In McDonald v. Chicago, the high court ruled 5-4 last month to overturn Chicago’s handgun ban. This decision followed a similar ruling in 2008 in Heller v. District of Columbia, where the Supreme Court, on another 5-4 vote, struck down a handgun ban in the nation’s capital.

“Is the true conservative vision one of individual liberty or is it of states’ rights, when they’re in conflict with one another?” Walter Dellinger, former acting solicitor general during the Clinton administration, asked rhetorically during an event at the conservative Heritage Foundation. “I think there is something of a mixed role between activism and restraint on this court [and you see this with] the McDonald decision and the 2nd Amendment. It is a cautious opinion in terms of result in that the court, as it did in Heller, leaves quite open what kinds of regulations may be consistent with the right to keep and bear arms.”

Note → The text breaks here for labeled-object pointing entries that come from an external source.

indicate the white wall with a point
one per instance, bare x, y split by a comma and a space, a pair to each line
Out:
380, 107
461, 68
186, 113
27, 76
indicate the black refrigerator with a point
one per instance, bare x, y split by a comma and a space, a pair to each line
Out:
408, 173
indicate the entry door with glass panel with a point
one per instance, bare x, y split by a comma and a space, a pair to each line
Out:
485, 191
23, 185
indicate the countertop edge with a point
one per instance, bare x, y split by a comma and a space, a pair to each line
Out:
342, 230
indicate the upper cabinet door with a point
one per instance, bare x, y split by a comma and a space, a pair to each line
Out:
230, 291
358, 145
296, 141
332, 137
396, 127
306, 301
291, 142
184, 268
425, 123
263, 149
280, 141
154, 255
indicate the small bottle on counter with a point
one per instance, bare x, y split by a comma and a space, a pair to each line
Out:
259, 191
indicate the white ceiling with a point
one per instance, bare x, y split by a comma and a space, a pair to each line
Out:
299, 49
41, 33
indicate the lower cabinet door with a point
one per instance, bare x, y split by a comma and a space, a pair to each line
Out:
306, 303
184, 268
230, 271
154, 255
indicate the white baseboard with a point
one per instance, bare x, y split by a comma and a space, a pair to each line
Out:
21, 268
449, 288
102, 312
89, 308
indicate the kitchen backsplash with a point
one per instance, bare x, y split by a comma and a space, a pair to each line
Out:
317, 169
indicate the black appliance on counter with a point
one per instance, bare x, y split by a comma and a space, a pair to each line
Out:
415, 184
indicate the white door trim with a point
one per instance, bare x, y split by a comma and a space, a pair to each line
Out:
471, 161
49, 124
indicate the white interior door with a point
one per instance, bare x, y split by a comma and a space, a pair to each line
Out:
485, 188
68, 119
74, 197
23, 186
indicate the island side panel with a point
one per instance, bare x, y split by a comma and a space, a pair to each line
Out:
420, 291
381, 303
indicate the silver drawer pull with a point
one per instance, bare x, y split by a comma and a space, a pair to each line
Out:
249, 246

Dellinger added that in his dissenting opinion, Justice John Paul Stevens, who officially retired from the high court at the end of last month, argued that the liberty clauses in the 5th and 14th Amendments do protect the right to self-defense and thus the right to possess a handgun in the home. Still, Dellinger recounted, Stevens questioned whether the 2nd Amendment could be applied by the federal government against local governments?

“The home has long been seen as a center of insulation from the government and much of our constitutional tradition draws boundaries around the home,” Dellinger argued. “The 2nd Amendment is almost a trick as an amendment that doesn’t actually address the states at all and the fact that the framers protected some kinds of gun rights is very relevant among the 14th Amendment, but I’ve always believed that that amendment stands on its own. But this is a very great time of constitutional conflict.”
Dellinger, former Solicitor General Gregory Garr and Richard Epstein, law professor at the New York University Law School, also debated whether the Supreme Court, and particularly the conservative block led by Chief Justice John Roberts, has taken an activist approach in their decisions.

“Ultimately the responsibility of the court is to say what the law is and that’s what judges have to do,” said Garr. “With the McDonald opinion, I think in many cases you see the justices go into these polar camps and you would expect them to recognize it a little more and I think this term the judges did recognize it a little more.”

He continued, “For example, Justice [Samuel] Alito recognized in his opinion that there was some room for debate on the history of the 2nd Amendment and he called Justice Steven’s dissent eloquent and you’d expect to see a little more of that.”

McDonald v. Chicago has set the stage for future gun-rights cases across the country, but now the privileges or immunities clause of the 14th Amendment protects essential liberties, such as the right to bear arms.

“The only place the militia clause does not apply is to Washington D.C. and that is because there are no state interests on the other side,” Epstein explained. “So this is not an incorporation question because they just got the history backwards.”

Epstein continued, “It is absurd to say you’re going to use an incorporation argument with any clause if you have a clause designed to protect the state from federal overriding and then turn around and say it protects citizens from its own state.”

Epstein also said that framing the McDonald ruling as an attempt by the court to keep to the original intent of the framers of the Constitution is “an intellectual shamble.”